As a Colorado native, I can attest that spring is one of the most depressing seasons of the entire year. Flowers start poking out of the ground, trees begin to bud, and the ugly brown landscape starts to green up a bit, only to have it all crushed by storms like Qadir. Colorado’s season of birth and regeneration is a bit like traffic on I-25: stop-and-go.
That being said, as a Colorado native, I have never seen spring fail to come eventually. That’s twenty years of spring, somehow, winning. Every. Single. Time. But every year, I can’t help but wonder if the trees will ever leaf out, if the daffodils will ever make their way up out of the snow. No matter how many times I watch spring make its halting appearance, there’s still a nugget of doubt. I wonder if winter will last forever.
My faith in God can be a bit like my faith in spring; no matter how many times I watch God move in my life, I still have that nugget of doubt when I’m going through what feels like a hopeless season. I wonder if this season will last forever.
I keep a journal and have for years—I can quite literally prove to you through my own writing that hard times always come to an end eventually. I can show you God’s hand in my life, working things out for good. But even that doesn’t assuage the doubt that creeps in from time to time. I wonder if this season will last forever.
But it never does.
Brother or sister, please listen. It never does.
Just like how Colorado winters always give way to spring, your season of suffering will always change. God promises us that he works all things for good for those who love him (Romans 8:28). That’s you.

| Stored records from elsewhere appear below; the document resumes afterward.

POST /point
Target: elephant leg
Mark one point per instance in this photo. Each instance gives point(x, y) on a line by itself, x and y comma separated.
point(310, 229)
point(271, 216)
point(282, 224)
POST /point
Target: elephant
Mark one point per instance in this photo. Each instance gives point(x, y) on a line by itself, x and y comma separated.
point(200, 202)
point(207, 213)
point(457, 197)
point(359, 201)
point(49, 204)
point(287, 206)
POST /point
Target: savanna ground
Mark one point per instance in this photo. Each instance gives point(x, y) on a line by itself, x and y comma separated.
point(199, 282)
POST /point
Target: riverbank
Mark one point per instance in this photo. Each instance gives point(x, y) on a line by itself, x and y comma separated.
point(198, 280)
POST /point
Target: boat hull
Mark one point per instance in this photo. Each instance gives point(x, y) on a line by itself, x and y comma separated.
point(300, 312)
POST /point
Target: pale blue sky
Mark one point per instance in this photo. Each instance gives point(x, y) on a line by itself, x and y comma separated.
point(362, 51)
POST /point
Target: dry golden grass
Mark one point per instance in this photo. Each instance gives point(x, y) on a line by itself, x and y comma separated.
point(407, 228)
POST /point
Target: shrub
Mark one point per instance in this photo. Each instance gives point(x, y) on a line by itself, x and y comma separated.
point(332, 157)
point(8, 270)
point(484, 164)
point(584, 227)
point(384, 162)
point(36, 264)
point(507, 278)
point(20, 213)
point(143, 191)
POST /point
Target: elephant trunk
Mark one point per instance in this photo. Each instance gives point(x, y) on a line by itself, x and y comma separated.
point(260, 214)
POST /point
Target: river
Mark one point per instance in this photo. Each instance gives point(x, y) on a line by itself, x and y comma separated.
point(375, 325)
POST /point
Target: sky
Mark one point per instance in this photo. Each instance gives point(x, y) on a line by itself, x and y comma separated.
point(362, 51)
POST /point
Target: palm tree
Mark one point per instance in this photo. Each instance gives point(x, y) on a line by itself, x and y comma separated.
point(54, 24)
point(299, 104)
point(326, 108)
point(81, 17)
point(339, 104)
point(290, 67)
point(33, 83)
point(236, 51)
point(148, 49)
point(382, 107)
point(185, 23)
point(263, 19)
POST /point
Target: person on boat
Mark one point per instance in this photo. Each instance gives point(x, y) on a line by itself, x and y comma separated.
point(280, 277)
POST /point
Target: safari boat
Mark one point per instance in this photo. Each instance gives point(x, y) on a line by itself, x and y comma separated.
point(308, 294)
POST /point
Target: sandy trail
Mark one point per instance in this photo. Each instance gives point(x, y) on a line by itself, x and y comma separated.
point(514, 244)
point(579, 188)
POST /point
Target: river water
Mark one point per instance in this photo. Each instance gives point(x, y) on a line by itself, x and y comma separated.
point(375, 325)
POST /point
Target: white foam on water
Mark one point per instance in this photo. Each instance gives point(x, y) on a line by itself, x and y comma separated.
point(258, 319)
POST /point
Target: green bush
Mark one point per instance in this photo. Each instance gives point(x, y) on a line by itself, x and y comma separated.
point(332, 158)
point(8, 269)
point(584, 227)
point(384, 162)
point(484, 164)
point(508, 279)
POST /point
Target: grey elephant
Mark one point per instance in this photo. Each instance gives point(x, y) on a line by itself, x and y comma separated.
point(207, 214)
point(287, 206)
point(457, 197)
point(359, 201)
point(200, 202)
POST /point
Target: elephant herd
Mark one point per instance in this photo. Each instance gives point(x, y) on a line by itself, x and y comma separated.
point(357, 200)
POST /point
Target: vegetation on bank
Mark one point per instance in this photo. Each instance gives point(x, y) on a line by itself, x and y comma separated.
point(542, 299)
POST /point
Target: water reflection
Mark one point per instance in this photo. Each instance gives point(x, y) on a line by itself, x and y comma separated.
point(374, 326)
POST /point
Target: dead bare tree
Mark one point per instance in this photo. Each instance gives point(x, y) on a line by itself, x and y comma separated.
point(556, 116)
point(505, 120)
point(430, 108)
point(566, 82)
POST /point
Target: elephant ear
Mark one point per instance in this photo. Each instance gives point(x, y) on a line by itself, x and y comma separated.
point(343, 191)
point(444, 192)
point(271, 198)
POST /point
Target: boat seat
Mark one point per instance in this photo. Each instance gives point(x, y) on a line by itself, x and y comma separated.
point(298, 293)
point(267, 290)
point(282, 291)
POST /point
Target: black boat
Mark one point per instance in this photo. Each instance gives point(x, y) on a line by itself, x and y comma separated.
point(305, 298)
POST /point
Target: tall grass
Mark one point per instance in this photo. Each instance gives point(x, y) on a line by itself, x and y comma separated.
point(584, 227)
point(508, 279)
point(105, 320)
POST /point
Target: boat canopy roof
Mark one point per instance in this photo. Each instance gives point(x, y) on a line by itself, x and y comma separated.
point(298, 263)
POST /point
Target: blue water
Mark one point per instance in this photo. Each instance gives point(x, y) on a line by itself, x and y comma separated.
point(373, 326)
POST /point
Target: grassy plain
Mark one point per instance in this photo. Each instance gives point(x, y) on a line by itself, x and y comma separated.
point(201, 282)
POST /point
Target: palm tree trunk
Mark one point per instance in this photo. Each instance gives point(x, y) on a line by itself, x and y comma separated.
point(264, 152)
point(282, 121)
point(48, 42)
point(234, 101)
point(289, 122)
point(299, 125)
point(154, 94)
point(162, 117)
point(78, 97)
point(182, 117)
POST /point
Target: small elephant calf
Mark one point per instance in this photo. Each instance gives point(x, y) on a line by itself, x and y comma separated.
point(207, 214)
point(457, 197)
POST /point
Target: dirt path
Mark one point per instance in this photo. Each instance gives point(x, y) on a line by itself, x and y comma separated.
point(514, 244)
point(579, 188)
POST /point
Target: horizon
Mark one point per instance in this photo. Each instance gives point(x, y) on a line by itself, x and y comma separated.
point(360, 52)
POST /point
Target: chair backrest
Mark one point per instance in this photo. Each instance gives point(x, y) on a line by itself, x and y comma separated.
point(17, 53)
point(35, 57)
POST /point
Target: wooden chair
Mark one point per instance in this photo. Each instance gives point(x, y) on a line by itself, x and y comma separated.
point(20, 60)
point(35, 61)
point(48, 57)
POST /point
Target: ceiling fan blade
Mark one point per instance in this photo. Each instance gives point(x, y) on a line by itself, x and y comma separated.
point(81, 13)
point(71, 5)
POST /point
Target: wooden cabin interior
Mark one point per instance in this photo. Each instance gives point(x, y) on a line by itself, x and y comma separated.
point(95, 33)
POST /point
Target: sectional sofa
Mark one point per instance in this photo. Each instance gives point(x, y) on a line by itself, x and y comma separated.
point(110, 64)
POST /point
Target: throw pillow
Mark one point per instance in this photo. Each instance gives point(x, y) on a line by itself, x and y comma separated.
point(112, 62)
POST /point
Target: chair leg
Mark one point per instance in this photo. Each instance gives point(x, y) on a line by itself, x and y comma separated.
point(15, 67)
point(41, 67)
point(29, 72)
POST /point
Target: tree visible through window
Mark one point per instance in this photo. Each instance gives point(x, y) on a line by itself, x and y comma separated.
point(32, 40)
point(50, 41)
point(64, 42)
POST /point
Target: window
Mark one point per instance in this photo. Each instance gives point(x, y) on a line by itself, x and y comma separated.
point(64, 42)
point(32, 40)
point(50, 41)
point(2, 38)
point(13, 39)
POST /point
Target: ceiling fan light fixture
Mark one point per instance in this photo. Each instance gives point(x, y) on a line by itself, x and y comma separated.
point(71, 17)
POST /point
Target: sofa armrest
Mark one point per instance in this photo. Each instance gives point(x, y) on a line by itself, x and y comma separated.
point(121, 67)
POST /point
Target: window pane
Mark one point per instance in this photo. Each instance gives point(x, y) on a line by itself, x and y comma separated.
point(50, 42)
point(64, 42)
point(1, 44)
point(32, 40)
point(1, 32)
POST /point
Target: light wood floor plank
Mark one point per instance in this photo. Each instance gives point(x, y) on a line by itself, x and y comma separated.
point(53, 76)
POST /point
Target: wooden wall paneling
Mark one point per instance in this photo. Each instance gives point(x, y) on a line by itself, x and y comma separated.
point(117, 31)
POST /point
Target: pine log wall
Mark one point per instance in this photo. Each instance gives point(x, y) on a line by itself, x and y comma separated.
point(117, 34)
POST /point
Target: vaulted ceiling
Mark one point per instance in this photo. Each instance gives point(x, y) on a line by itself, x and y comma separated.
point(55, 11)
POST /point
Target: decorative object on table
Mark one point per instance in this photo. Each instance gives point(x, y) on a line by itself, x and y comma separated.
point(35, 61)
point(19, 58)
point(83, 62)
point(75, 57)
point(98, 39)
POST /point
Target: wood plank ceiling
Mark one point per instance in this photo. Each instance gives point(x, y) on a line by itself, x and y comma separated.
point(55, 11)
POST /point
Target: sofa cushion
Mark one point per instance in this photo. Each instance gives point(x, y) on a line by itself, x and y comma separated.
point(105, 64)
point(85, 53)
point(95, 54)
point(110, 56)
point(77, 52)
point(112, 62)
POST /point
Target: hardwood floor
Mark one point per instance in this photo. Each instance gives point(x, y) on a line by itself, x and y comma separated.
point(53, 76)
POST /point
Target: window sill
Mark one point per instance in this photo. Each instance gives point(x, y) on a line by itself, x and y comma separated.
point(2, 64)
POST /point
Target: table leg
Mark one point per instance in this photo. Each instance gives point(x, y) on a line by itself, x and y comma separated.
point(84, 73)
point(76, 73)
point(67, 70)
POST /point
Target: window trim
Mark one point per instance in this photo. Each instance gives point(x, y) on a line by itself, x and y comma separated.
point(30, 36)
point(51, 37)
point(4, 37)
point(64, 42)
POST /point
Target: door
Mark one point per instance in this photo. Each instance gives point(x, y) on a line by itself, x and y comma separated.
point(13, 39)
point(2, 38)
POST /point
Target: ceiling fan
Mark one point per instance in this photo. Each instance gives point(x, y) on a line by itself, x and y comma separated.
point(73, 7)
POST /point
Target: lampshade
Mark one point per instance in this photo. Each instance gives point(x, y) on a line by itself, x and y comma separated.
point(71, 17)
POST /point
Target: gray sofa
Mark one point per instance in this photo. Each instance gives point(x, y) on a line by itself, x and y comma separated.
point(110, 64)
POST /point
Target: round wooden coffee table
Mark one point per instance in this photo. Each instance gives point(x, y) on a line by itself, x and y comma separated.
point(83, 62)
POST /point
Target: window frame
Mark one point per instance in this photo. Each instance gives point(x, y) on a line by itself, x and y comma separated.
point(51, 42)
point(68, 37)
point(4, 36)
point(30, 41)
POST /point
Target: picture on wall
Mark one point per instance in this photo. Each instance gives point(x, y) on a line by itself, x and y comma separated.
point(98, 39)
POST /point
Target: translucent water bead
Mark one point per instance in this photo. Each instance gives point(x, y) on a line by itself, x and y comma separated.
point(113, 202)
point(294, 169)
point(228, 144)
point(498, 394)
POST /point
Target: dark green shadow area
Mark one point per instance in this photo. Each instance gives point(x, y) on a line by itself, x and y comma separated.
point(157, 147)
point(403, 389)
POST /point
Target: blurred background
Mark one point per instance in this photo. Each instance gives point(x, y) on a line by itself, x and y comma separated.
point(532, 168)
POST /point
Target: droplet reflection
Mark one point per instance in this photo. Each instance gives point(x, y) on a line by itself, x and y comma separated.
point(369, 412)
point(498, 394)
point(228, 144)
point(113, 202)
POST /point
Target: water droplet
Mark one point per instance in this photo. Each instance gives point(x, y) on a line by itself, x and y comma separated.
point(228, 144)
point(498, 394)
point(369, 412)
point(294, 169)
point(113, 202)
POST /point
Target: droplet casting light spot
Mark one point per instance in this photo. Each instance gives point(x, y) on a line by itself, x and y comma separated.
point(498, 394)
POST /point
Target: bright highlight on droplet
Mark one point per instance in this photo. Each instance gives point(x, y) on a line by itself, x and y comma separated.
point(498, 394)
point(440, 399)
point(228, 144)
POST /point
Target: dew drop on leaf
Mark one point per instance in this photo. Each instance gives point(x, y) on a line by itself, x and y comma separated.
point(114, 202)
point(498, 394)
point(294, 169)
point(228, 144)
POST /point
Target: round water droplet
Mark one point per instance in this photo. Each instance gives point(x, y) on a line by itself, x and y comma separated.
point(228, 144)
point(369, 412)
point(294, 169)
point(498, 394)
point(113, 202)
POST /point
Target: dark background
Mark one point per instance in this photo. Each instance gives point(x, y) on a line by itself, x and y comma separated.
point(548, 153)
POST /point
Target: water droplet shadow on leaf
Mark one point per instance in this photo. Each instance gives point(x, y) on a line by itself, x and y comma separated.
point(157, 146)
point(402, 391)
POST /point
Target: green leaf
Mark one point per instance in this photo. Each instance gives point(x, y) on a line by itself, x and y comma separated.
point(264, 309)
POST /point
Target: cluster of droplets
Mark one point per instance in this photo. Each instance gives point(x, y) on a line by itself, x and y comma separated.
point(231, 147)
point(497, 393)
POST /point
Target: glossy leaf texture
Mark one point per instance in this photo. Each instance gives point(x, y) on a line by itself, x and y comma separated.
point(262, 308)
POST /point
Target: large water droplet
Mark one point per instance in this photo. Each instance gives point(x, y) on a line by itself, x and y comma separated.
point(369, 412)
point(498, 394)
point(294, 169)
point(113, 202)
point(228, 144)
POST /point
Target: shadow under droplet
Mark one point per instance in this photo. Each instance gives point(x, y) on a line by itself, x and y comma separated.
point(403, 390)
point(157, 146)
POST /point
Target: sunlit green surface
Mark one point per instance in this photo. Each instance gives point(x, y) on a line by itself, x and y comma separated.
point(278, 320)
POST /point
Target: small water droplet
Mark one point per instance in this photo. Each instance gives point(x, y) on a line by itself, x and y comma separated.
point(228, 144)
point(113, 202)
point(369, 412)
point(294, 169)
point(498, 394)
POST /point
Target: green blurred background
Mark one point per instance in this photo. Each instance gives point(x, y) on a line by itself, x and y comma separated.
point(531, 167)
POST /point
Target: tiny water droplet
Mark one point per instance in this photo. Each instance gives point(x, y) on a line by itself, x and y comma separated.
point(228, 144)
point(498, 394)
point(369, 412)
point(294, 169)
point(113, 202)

Even when it feels like your hope is unbearably crushed by the heavy snow of utter despair, when it’s all you can do to just get out of bed in the morning, remember that this season will come to an end. Things will change, things will get better. And someday you’ll be able to look back at this season of hopelessness and realize that God was there, buried under the snow right alongside you. And when that despair melts and life blooms again like a bright yellow daffodil, God will be there too.